Um revival das noites mais quentes que Maringá já provou, dito pela boca daqueles que viveram essa experiência in loco, dos bastidores até os holofotes do palco


TEXTO VINÍCIUS LIMA FOTOS ACERVO DE MANOEL ABRÃO NETTO

Enquanto o mundo se resfriava do apogeu da era disco da década de 1970 para entrar na década considerada pelos críticos como a melhor da história da música, surgia na cena noturna de Maringá uma casa que carrega até hoje o status de a melhor casa noturna e de shows que a cidade já teve.


Além de ter sido a estrela do entretenimento local por mais de duas décadas, a Kalahari fez uma imensa contribuição cultural para a região, promovendo shows com nomes consagrados como Emílio Santiago, Nana Caymmi, Nélson Gonçalves, Fagner, Ronnie Von, Jair Rodrigues, Moacyr Franco, Taiguara, Jessé, Gonzaguinha, Cauby Peixoto, Belchior, Guilherme Arantes, Ivan Lins, Oswaldo Montenegro, Sandra de Sá e tantos outros.

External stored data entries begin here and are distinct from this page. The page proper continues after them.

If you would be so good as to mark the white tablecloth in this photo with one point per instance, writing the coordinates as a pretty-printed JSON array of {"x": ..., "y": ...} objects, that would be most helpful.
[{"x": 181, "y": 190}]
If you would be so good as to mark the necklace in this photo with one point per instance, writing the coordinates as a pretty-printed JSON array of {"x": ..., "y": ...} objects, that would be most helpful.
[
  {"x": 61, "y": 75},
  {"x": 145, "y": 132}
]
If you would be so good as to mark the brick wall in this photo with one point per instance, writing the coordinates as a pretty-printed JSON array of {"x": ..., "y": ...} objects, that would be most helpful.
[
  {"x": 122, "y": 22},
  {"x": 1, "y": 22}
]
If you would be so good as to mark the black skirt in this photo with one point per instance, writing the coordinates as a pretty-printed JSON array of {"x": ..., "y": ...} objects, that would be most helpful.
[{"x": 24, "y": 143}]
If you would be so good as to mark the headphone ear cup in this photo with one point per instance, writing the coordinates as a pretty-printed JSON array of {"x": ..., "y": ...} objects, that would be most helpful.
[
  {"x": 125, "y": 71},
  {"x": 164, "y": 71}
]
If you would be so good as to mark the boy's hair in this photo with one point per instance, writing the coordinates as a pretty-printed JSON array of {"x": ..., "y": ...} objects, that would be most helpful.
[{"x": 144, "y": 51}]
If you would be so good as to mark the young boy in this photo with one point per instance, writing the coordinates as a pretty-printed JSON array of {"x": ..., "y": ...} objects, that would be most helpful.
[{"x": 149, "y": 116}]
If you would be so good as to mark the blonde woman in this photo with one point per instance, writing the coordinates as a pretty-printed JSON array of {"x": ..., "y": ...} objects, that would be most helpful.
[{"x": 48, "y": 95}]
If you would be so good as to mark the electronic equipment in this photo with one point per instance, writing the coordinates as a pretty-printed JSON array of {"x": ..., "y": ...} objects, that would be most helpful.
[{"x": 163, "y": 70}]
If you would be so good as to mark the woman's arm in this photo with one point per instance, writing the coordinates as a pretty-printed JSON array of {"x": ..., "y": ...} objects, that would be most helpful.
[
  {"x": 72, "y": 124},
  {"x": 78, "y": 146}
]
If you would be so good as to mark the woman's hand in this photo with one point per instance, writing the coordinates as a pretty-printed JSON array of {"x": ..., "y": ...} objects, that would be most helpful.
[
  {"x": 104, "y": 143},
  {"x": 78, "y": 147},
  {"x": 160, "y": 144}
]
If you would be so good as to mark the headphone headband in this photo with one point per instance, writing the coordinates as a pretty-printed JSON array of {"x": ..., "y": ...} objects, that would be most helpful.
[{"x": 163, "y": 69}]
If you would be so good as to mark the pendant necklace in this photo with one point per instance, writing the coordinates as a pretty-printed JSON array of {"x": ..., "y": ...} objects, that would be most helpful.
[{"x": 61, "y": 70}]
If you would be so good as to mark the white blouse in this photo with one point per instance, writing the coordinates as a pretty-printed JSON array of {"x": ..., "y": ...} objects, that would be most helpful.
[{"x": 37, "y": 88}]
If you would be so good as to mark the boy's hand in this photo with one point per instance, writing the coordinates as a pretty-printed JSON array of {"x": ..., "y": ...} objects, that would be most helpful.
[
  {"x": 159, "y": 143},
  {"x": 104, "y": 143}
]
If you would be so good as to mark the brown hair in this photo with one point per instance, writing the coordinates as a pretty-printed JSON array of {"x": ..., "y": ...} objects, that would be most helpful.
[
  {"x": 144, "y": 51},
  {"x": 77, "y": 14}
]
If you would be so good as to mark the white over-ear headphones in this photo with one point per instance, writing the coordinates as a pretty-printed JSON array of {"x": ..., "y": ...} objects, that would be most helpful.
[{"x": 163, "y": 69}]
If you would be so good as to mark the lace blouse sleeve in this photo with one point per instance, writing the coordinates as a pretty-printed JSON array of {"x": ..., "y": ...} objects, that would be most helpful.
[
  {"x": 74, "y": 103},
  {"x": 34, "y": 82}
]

E não foi apenas nas pistas de dança que a década de 1980 trouxe revolução (por causa do surgimento de sintetizadores e baterias eletrônicas, estúdios de gravação tinham acesso a tecnologia mais barata para inventar novas batidas), as incertezas políticas causadas pelo pico da Guerra Fria e o crescimento econômico da classe média mundial fizeram músicos, artistas e empresários se ver diante de novos conceitos criativos, alguns que causavam escândalo.


Foi o que aconteceu quando a Kalahari promoveu um desfile com Roberta Close, a modelo trans mais famosa do país na época. No período de divulgação do evento houve até uma carreata por ruas da cidade, promovida pela igreja local, para manifestar oposião à vinda da modelo. Além de Roberta, a Kalahari promoveu em Maringá trocentos desfiles com verdadeiras vedetes da cena fashion nacional, como Luíza Brunet, Monique Evans, Luma de Oliveira, Kiki Pinheiro, Deise Nunes, Xuxa e também divas locais, como Marceline Almeida, Selma de Oliveira, Jaque Góes, Flavia Marino, Maria Helena Pontes, Sara Culti, Maria Helena Slonpo, Silmar Areas, Cuca, Márcia Angeli, Cau Barone, entre outras.

O sucesso Kalahari foi tão grande que seus sócios fundaram diversos outros empreendimentos Brasil afora em cidades como Londrina, Cuiabá, Goiânia, Brasília, Ribeirão Preto, Santos, Salvador, Recife e João Pessoa.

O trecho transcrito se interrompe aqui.